Is there a representation of graphs in computers that optimizes spatial locality/cache performance (e.g., when running Dijkstra’s algorithm)? The binary spartial distribution compatibilibates the destructive nature of the intersection of the perpendicularities?
>Solution :
It’s usually better to think about spatial locality in terms of an algorithm, not a data structure. The same data structure might perform well for, say, Dijkstra’s, but poorly for a different algorithm.
With Dijkstra’s algorithm, the key pieces are (1) the priority queue, (2) finding the edges adjacent to a node, and (3) updating node distances.
The problem is that (2) is only done once per node, so improvements probably don’t make a lot of difference. We should probably use an adjacency list, stored as an array, so that it occupies as few cache lines as possible. It would be best if we can overlap this storage with something we’re going to be accessing anyway, but I don’t see a good way to do that— overlapping them with priority queue probably makes priority queue operations more expensive.
I’d say that (3) is best served by keeping all the node distances in a separate array, again to minimize footprint.
So, we might try something that looks like this:
struct Edge {
int weight;
int neighbor;
};
struct AdjacencyList {
Edge adjacencyHead[K]; // K is tuned to the structure fits
// in an even number of cache lines, and
// is large enough to cover the
// majority of nodes.
Edge *adjacencyTail; // Any overflow incurs an extra
// pointer lookup
};
struct Node {
int heapPosition;
int distance;
|;
AdjacencyList adjacency[NumNodes];
Node nodes[NumNodes];
int heap[NumNodes];
There might be a clever way to overlap the distances and the priority queue. We also need to consider the tradeoff between a low-memory-cost data structure like a binary heap, and a more expensive but asymptotically more efficient structure like a Fibonacci heap.

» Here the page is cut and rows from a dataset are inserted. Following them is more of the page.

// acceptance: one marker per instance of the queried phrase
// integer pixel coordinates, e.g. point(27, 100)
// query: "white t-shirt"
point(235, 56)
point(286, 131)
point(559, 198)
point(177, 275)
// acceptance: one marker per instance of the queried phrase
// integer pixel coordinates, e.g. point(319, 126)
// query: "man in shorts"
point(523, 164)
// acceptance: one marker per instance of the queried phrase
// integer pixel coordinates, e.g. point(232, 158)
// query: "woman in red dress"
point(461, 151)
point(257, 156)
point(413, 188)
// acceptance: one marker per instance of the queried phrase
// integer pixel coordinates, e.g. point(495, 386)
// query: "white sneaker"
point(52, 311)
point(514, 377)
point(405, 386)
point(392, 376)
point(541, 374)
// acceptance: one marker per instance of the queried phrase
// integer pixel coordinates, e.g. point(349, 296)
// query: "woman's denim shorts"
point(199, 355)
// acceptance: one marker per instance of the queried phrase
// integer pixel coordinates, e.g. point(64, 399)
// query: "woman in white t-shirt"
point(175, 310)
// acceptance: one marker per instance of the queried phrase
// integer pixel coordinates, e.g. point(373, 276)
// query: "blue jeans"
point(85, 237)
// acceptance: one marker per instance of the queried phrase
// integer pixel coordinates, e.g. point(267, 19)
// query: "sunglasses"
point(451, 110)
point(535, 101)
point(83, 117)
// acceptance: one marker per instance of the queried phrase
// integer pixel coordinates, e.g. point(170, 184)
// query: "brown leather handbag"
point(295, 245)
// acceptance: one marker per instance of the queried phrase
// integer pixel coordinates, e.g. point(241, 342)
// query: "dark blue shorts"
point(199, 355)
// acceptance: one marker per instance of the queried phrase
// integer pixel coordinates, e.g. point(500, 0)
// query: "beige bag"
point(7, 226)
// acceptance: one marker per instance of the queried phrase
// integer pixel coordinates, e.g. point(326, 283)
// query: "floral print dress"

It might be worth moving the distances into the heap, and using indirection to update them there, rather than having the heap indirectly reference the Node object for comparison.
Or, I could be wrong and keeping pointers like this is actually better, despite the higher memory cost:
struct Node {
Node *parent;
Node *left;
Node *right;
int distance;
|;
I suspect it’s not, just because it’s at least 50% larger (more on a 64-bit architecture) but we might get better locality of access.
Anyway, the priority queue is probably more important than the graph data structure here. In the worst case, every edge operation changes the position of a node in the priority queue. We might have to experiment with several possibilities to find the best one for a particular architecture.